Oh, not noticeably.  Not in ways that anyone else would see, but subtly.

"And now she's dead," Grissom said.  "What are they going to think now?"

He didn't want it, didn't need it.  Didn't care to see Sara back away from him, Nick's faith crumble, and Greg's trust vanish.  He didn't want to see their faces when they found the body.  The looks in their eyes.  The doubt.  The condemnation.

This is it, this is the end.  I could have maybe lived with the rape charge hanging over my head, but not this.  Even if I'm not arrested, I'll be quietly asked to leave.  The crime lab doesn't need someone accused of killing the girl he also maybe raped.  It's too much of a scandal.  It's too much.  They'll ask me to leave, and I will.

But for now, he had nothing left to lose.  Lizzie had taken everything from him.

His job had been his life, and someone had stolen it away in the space of two days.  With almost comical ease, everything he'd worked for was gone.  Was ended.  Two days.  At the beginning of the week, he'd had nothing to dread.  He'd had no premonitions, no slipping loyalties, no doubts.

He'd been a little lonely, but he'd been him.  He'd been sure of where he stood.

Now he was sure of nothing.  The fulcrum of his life had moved.  Hell, it had been removed.  There was nothing left to hold onto, and - -

A thunking noise - - fist against wood.  A knock.

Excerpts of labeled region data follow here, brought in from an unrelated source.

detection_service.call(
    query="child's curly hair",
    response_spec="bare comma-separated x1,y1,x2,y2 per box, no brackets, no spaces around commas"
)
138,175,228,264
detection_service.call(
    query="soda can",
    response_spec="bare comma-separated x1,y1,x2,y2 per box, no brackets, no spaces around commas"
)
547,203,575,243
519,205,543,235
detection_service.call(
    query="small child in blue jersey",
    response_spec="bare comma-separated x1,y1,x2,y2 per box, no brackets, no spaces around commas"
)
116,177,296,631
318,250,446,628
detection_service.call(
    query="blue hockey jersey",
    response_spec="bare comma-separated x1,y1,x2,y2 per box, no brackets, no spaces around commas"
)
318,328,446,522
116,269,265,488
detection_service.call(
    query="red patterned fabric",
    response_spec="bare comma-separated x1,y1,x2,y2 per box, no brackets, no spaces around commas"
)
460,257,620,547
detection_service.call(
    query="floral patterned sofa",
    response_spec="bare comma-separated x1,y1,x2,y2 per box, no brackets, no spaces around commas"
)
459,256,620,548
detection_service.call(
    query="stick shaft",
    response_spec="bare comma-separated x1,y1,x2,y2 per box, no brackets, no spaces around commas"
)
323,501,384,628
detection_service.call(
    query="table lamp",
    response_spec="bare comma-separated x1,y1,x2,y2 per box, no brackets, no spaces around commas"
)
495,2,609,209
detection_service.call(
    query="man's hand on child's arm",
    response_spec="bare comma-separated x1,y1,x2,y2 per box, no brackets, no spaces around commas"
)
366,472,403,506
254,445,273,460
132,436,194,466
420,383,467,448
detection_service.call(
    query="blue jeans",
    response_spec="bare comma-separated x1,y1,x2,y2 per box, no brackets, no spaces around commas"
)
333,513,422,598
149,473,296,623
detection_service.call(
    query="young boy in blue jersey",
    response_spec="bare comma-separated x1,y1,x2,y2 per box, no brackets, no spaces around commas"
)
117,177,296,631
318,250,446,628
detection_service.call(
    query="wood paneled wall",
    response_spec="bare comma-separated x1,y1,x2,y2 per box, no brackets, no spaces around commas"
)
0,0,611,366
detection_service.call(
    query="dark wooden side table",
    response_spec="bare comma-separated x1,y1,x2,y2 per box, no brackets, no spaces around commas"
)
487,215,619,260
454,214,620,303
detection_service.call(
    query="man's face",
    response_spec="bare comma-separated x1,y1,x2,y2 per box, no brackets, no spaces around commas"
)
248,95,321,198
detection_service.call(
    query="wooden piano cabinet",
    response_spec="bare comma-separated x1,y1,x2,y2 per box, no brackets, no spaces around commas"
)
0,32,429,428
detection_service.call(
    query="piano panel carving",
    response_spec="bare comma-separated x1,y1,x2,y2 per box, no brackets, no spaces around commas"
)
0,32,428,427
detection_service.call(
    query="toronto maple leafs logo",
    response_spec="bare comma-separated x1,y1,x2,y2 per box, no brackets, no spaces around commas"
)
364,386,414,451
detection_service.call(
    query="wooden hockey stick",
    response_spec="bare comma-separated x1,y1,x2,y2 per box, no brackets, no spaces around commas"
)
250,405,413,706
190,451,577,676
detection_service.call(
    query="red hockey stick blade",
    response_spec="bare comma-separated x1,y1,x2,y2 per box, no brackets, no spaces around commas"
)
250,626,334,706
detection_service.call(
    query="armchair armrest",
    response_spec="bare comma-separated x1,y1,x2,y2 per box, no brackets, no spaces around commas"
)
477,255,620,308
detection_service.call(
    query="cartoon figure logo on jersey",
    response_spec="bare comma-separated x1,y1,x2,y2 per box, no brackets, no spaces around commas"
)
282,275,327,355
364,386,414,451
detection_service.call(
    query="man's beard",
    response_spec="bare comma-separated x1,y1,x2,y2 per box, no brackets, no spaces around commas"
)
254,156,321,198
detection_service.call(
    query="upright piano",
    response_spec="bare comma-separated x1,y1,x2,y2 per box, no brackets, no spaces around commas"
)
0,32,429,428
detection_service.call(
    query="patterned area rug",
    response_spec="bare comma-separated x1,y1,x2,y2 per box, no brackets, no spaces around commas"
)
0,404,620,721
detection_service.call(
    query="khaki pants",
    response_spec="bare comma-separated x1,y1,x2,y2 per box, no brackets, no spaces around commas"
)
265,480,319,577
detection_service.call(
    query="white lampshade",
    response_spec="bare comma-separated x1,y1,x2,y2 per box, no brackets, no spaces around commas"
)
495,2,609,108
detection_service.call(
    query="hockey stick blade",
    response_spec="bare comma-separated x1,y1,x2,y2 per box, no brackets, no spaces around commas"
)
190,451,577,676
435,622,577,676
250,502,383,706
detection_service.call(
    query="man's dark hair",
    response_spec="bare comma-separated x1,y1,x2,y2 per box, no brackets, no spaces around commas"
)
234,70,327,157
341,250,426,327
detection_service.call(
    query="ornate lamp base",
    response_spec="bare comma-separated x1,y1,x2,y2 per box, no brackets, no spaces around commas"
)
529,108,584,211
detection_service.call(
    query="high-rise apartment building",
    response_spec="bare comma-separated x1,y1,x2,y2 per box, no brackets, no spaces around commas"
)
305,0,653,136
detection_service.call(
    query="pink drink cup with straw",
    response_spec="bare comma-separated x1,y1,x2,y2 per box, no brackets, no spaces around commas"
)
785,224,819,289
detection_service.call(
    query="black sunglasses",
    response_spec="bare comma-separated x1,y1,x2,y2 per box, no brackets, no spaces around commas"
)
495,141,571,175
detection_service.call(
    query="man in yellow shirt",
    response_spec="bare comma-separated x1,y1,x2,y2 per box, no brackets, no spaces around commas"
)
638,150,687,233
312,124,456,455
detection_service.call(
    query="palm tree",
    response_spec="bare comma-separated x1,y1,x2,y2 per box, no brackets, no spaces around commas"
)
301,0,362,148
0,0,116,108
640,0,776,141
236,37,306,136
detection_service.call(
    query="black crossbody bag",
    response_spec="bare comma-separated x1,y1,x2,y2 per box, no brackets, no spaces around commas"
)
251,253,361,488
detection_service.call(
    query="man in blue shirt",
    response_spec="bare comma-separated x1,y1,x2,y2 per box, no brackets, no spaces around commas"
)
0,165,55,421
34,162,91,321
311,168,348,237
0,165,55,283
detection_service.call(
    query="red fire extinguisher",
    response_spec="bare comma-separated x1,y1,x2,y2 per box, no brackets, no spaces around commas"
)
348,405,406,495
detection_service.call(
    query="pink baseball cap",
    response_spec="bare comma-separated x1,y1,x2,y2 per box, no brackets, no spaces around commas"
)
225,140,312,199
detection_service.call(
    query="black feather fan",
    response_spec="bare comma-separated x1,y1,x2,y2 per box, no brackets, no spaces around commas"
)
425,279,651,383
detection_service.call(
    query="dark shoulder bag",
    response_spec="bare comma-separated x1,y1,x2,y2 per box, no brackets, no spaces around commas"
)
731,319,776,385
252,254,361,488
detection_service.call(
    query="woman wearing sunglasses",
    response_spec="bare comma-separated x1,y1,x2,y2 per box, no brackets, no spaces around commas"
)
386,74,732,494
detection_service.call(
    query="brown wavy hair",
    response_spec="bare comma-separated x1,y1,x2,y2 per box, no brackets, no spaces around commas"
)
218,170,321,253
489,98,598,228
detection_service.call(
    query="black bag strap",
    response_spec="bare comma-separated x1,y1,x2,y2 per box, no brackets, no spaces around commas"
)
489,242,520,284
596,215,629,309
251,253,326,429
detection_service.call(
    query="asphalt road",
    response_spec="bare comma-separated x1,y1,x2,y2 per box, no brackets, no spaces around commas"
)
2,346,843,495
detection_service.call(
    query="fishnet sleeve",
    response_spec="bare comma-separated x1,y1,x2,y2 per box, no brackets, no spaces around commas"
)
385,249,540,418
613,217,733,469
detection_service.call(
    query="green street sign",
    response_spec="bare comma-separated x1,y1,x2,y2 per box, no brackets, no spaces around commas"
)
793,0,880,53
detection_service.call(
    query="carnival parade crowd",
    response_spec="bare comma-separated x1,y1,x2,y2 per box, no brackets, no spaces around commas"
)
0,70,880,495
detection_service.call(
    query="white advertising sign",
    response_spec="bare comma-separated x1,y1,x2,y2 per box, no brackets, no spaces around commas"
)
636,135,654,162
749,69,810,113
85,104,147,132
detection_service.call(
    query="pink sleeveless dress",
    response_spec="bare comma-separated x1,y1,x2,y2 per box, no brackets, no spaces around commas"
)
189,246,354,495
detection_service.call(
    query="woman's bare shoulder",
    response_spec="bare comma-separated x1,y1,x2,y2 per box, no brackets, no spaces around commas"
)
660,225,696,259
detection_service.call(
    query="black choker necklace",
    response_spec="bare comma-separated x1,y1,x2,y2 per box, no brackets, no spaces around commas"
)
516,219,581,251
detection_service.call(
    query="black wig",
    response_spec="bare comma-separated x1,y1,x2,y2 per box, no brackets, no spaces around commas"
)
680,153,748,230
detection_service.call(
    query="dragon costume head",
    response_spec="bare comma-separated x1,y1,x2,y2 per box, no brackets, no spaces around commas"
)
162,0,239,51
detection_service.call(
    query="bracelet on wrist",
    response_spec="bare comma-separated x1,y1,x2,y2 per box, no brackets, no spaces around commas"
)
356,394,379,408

Who? he thought, almost by instinct.  Who's dead?

He stood and clicked the lights on so no one would see him standing alone in the dark.  He drew the shades back before turning the lock and opening the door.

The lamp over his door cast a wavering, shuttering white light over Sara.  Her lips were parted in an awkward smile, and her teeth gleamed.  She said nothing, and didn't really move to come in, though he stood far apart from the door, holding it open.

My God, Grissom thought in faint devotion, she's utterly beautiful.

It wasn't just the wine-colored slacks and the cream blouse that looked as if it would be heavenly soft to the touch, it was her smile, the dark vibrancy in her eyes, and even in her color: the warm flush high on her cheekbones.  Sara was more than beautiful, Sara was alive.  Sara was Life.

But not my life, he thought.  I made sure of that.  I did everything I could to turn her away, and, again, here she is.  She's standing on my porch, smiling at me.  I made work my life instead of her, and now I have nothing left.

What had he done to deserve this?  To deserve her?

He opened the door even wider, and stepped into the shadows, so Sara alone was in the light.

I have nothing else left.

His voice didn't even tremble as he said, "Why don't you come inside?"